What version of OS X are you using?
I'm using 10.4.8. The general infrastructure is from Fink, but they only provide 0.14.2 and an ancient version of libpcre, so I compiled myself the recent versions of pcre and pan.
Hmm. Unless Pan is pegging your CPU -- and please tell me if it is -- then I suspect the problem is in the socket polling code. Googling around for "OS X", "socket", and "polling" indicates that OS X's socket polling is broken, but that also fink's glib2 has patched in a workaround. (1) Is pan pegging your CPU? Or is everything normal except for the slow download? Or some other noteworthy behavior? (2) What version of Fink and glib2 are you using? (3) If you run 0.115, then 0.14.2, on the same news server one after another, do you still see 0.115 running 4x as slowly?
1) My CPU is barely above idle. 2) Fink 0.24.26. glib 2.8.6 (which I'm pretty sure is from Fink) 3) What's this one-after-the-other thing, BTW? It just caused something weird to happen. I ran 0.14.2, which was blazing at 600K/s. I then ran 0.115 which, while not as zippy, was pulling perhaps 400K/s. Better. Where's the detail about the poll problem?
*** Bug 359703 has been marked as a duplicate of this bug. ***
Could you both try the patch in bug 358061 and see if that helps any? Regarding (3) the one-after-the-other test was just to make sure that both versions were run under similar network conditions, so that it couldn't be chalked up to ISP problems. (4) You'll probably laugh at me for asking this, but does Pan say that all the connections are active and none idle? (5) Does changing SECONDS_TO_SLEEP_ON_EAGAIN in pan/tasks/socket-impl-gio.cc from 0.2 to 0.1 speed things up any?
Patch and/or 3) doesn't improve anything (380 vs 580) 4) All are active as far as I know (from the number 4@380KB/s displayed), but there's little granularity. The other newsreader offers a progress bar for each connection (and also the task at hand) and they show also 4 active connections 5) Bingo! It reached 540KB/s, compared to the 580 of the other software, without such noticeable CPU usage increase (the 5% was a high maximum, I'm really using 1-2% on my Athlon XP 2800+) 6) Going down to 0.05s increase yet again to 600K/s. It is in fact comparable to the previous figure. The usage is around 1%, with (probably artificial) spikes to 3% All in all, the CPU usage variation is within measure error, so I don't observe the same phenomenon (disproportional CPU usage) as you did. I'm resisting the urge of the 0.00001 value :-)

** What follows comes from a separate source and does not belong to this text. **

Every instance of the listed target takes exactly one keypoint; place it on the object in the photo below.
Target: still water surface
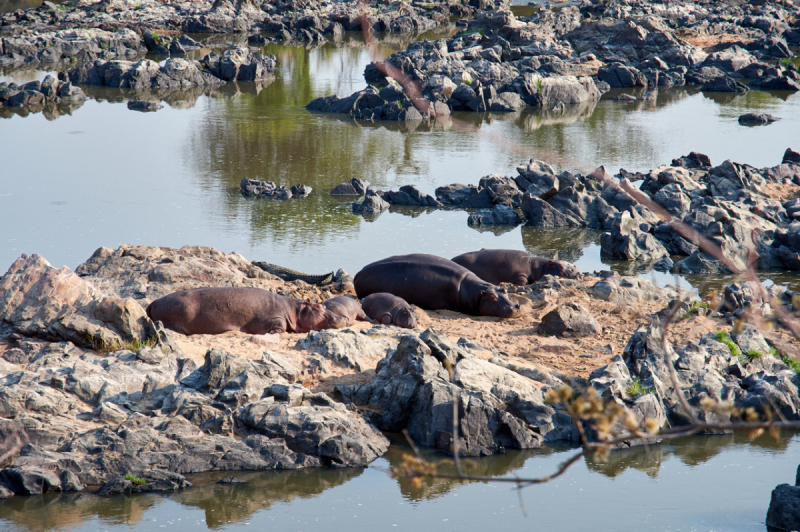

6) This does it for me too. In addition, my CPU is hovering 3-5%, which looks fine to me. Avi
Created attachment 74111 [details] [review] 0.115 patch Please Give this patch a try. Is it faster or slower than having a low SECONDS_TO_SLEEP_ON_EAGAIN?

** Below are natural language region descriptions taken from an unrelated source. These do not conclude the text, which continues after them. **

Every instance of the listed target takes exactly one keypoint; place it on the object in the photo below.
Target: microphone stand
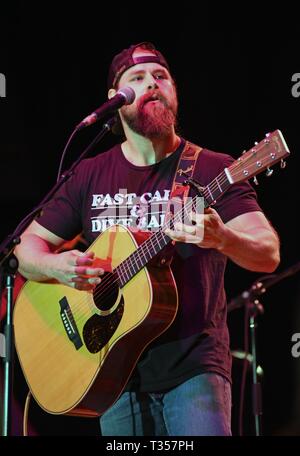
(8, 269)
(249, 299)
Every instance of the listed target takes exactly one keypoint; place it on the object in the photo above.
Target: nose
(151, 82)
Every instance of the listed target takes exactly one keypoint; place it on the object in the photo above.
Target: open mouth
(152, 99)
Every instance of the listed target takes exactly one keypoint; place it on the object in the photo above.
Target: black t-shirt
(108, 189)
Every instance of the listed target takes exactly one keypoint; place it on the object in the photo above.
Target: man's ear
(111, 93)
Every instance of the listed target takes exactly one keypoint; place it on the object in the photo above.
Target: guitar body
(77, 349)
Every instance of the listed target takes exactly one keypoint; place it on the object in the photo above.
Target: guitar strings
(109, 282)
(145, 247)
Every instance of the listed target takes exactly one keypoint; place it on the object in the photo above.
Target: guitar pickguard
(99, 328)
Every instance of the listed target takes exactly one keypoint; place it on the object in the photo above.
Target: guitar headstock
(264, 154)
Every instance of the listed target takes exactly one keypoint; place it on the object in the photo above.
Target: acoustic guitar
(77, 349)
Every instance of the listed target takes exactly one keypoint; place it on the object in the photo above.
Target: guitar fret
(210, 193)
(219, 186)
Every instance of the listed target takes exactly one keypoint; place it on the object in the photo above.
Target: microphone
(122, 97)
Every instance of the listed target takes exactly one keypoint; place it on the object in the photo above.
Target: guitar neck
(155, 243)
(264, 154)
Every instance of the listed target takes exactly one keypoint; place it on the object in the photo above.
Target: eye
(160, 76)
(138, 77)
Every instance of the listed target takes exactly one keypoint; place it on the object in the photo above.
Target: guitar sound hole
(106, 293)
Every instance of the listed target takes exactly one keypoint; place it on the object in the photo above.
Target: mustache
(150, 96)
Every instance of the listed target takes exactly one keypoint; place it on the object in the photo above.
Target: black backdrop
(235, 85)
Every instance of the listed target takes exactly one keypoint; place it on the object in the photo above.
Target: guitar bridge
(69, 323)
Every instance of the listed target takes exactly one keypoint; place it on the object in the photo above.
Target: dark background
(234, 84)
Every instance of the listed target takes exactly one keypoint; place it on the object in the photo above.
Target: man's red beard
(152, 118)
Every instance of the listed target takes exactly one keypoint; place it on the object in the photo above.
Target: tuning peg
(269, 172)
(282, 163)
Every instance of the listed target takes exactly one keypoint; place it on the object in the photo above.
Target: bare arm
(248, 240)
(38, 260)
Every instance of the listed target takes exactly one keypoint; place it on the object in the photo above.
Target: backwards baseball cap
(124, 60)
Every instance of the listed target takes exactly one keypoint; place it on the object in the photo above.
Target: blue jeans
(199, 406)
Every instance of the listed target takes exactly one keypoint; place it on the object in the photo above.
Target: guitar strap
(186, 164)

Created attachment 74115 [details] [review] 0.115 patch fix bug in previous patch
It is equally fast: like 660 (SECONDS_TO_SLEEP_ON_EAGAIN at 0.05) vs 680, but the difference doesn't mean anything. Which patch leads to the lesser agressive polling, if there's a difference ?

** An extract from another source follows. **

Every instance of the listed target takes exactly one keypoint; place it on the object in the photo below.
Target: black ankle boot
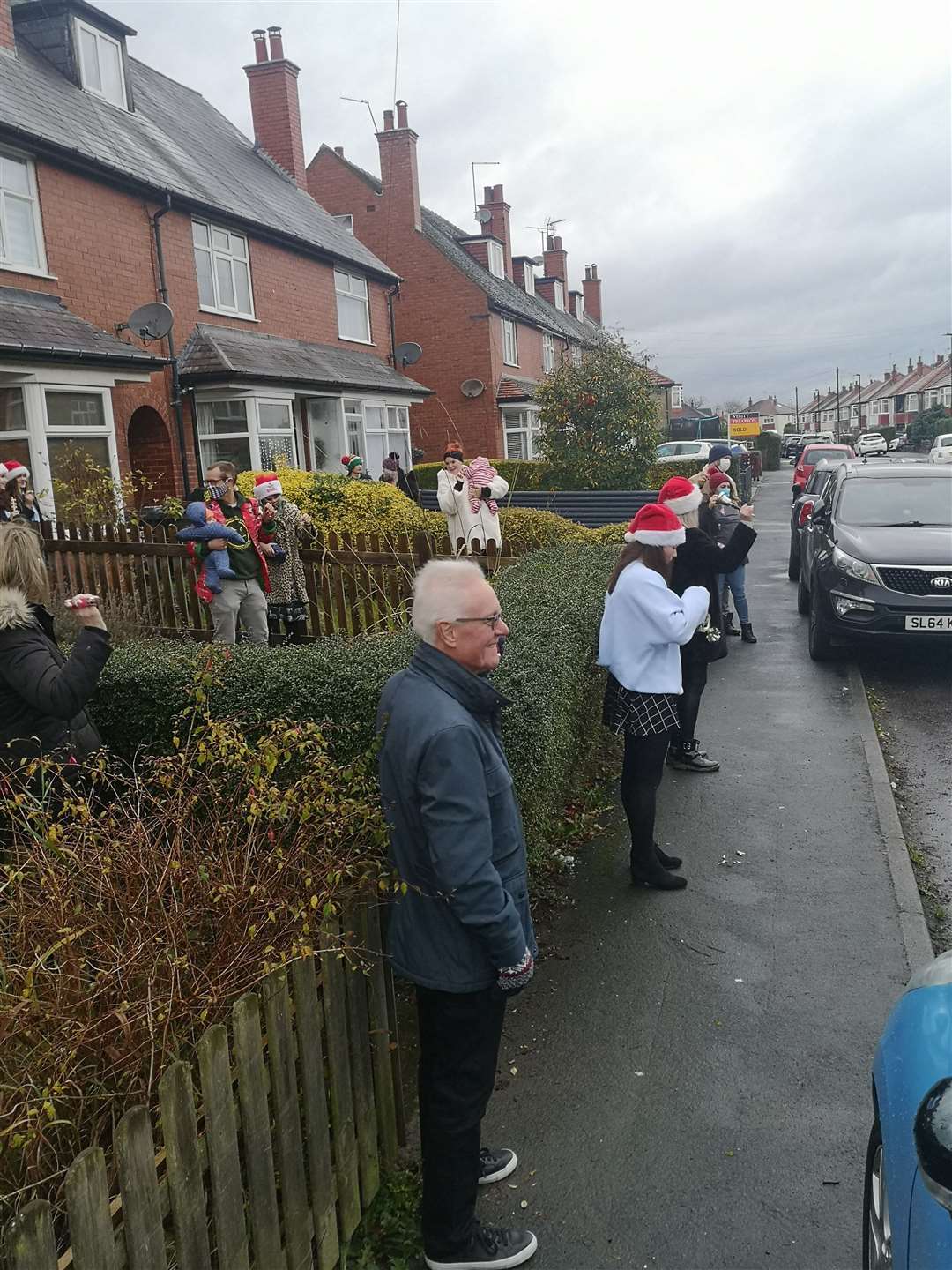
(651, 873)
(666, 860)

IMO the patch is a cleaner way to do it. One last question, is there a difference in CPU load between the two setups you tested in Comment #11?
Better answer to #11: the patch fixes the root problem that sleeping was the previous workaround for, so there's no need to sleep at all anymore.
The CPU usage difference is for what I see not mesurable and therefore neglectable. There's of course the problem of low reproducibility that doesn't help. From your comments, I would also go with the later patch (removing the sleeps).